Compiling software dependencies with Azure ML Pipelines

Former Employee

Mar 14, 2020

In a previous blog post, I discussed various approaches to resolving complex software and hardware dependencies in Azure DevOps pipelines. In this blog post, I want to discuss an alternative, lightweight approach to the same problem: Using Azure Machine Learning (AML) Pipelines to compile software dependencies for model training and deployment.

The use case is the same as in the previous blog post: You want to train and deploy a machine learning model for which you have to compile software dependencies from source on a virtual machine (VM) with specific hardware. In our case, we need the virtual machine to have a NVIDIA CUDA card, and unfortunately the Microsoft-hosted build agents for Azure DevOps don’t have GPUs.

As discussed in the previous blog post, one option is to create a self-hosted agent (i.e. a VM), with the required hardware and software libraries needed for compilation. This works fine and is well documented. However, this approach has several disadvantages. First, setting it up is an involved process. You have to create the VM, add it to the agent pool of your Azure DevOps organization, and then download and configure the agent software, so that it becomes available for your DevOps build pipelines. Another complicating factor is that you might want to implement some logic in your DevOps pipeline to start and shutdown your VM before and after execution of your build pipeline. This can be achieved via the Rest API for Azure VMs.

If you are planning to use the Python SDK for training your model and deploying it as a microservice in Azure or on the Edge, using AML Pipelines might make your life very easy.

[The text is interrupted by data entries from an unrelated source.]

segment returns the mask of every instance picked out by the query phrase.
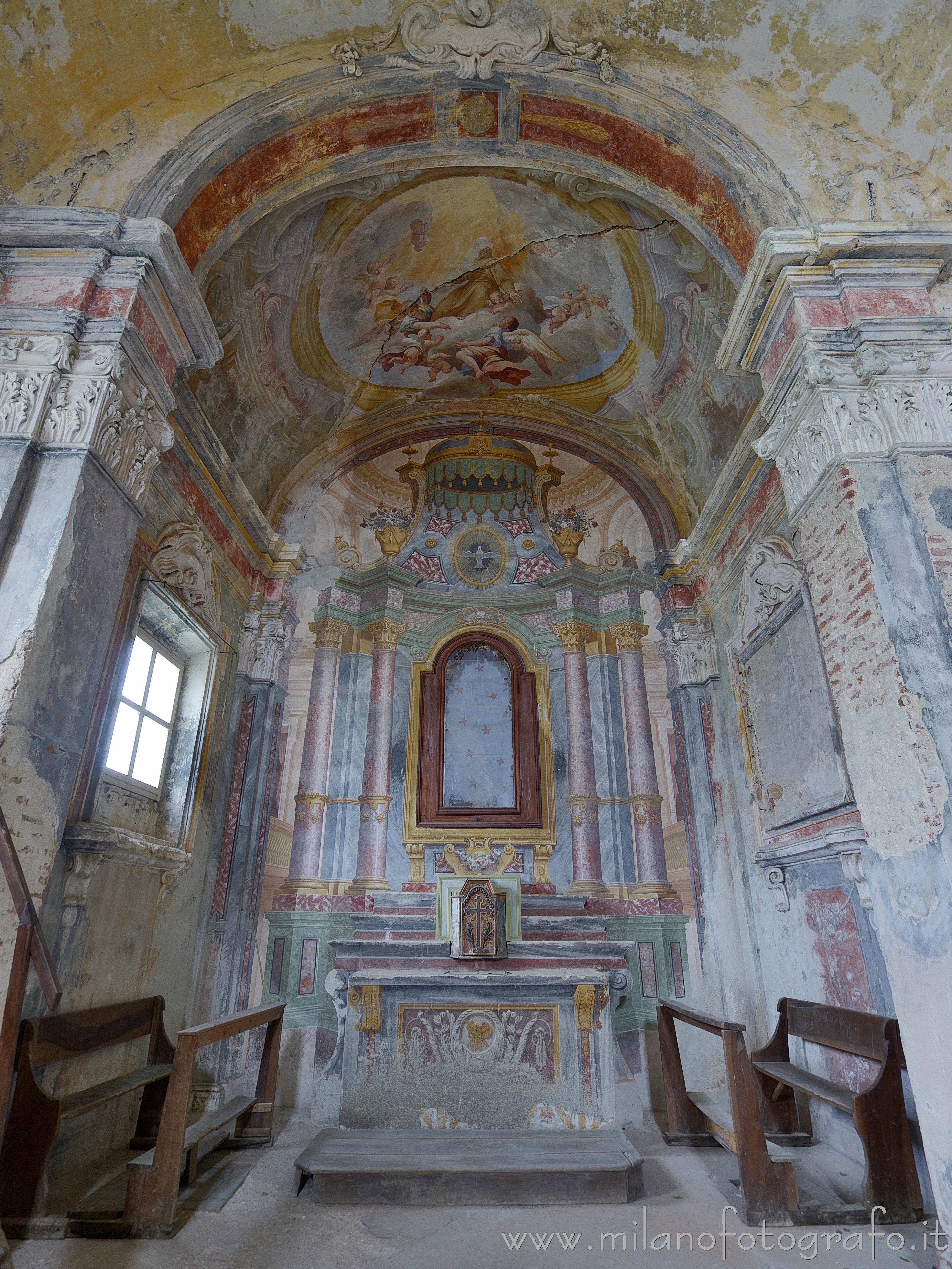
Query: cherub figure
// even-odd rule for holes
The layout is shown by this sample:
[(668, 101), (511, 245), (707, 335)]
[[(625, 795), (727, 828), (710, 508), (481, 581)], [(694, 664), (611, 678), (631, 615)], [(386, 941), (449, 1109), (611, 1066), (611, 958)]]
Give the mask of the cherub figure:
[(359, 76), (363, 71), (357, 65), (357, 58), (360, 56), (360, 49), (357, 44), (352, 44), (350, 41), (345, 41), (343, 44), (331, 44), (330, 56), (334, 61), (340, 62), (344, 75)]
[(608, 307), (608, 296), (593, 296), (590, 282), (576, 282), (575, 292), (576, 293), (572, 298), (575, 299), (579, 308), (585, 313), (586, 317), (592, 316), (593, 305), (595, 305), (598, 308)]
[(548, 334), (555, 335), (560, 326), (565, 326), (569, 319), (580, 311), (579, 301), (571, 291), (560, 291), (557, 296), (546, 296)]
[(378, 296), (386, 294), (385, 284), (382, 282), (383, 270), (392, 263), (392, 255), (387, 256), (386, 260), (368, 260), (364, 265), (366, 273), (354, 274), (354, 282), (362, 283), (357, 293), (367, 301), (368, 308), (373, 305)]
[(498, 391), (490, 379), (499, 379), (510, 387), (518, 387), (532, 373), (520, 362), (527, 354), (545, 374), (551, 374), (546, 358), (565, 362), (553, 348), (534, 331), (519, 326), (518, 317), (503, 317), (482, 339), (467, 340), (461, 344), (456, 359), (463, 374), (472, 376), (486, 385), (491, 393)]
[(513, 311), (513, 301), (506, 298), (504, 291), (494, 291), (486, 301), (486, 308), (491, 313), (508, 313)]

There are several key advantages to this approach:

AML Pipelines can be executed on AML compute targets that satisfy the hardware requirements of your dependencies. There is no need to set up a self-hosted DevOps agent.
AML compute targets auto-scale

Figure 1 shows a simple AML Pipeline that would do the trick. In this case, the AML Pipeline consists of three steps. In the first step, you clone the remote repository to your AML compute target, then you compile the dependencies on that same compute target, and eventually you add the dependencies as Conda or pip packages to your AML Environment. Lastly, register the updated AML Environment as a new version, so that future model training runs and deployments will be done with the newest version of your software dependencies.

Figure 1. Clone the remote repository to your AML compute target, build dependencies, register the dependencies and create new version of your AML Environment.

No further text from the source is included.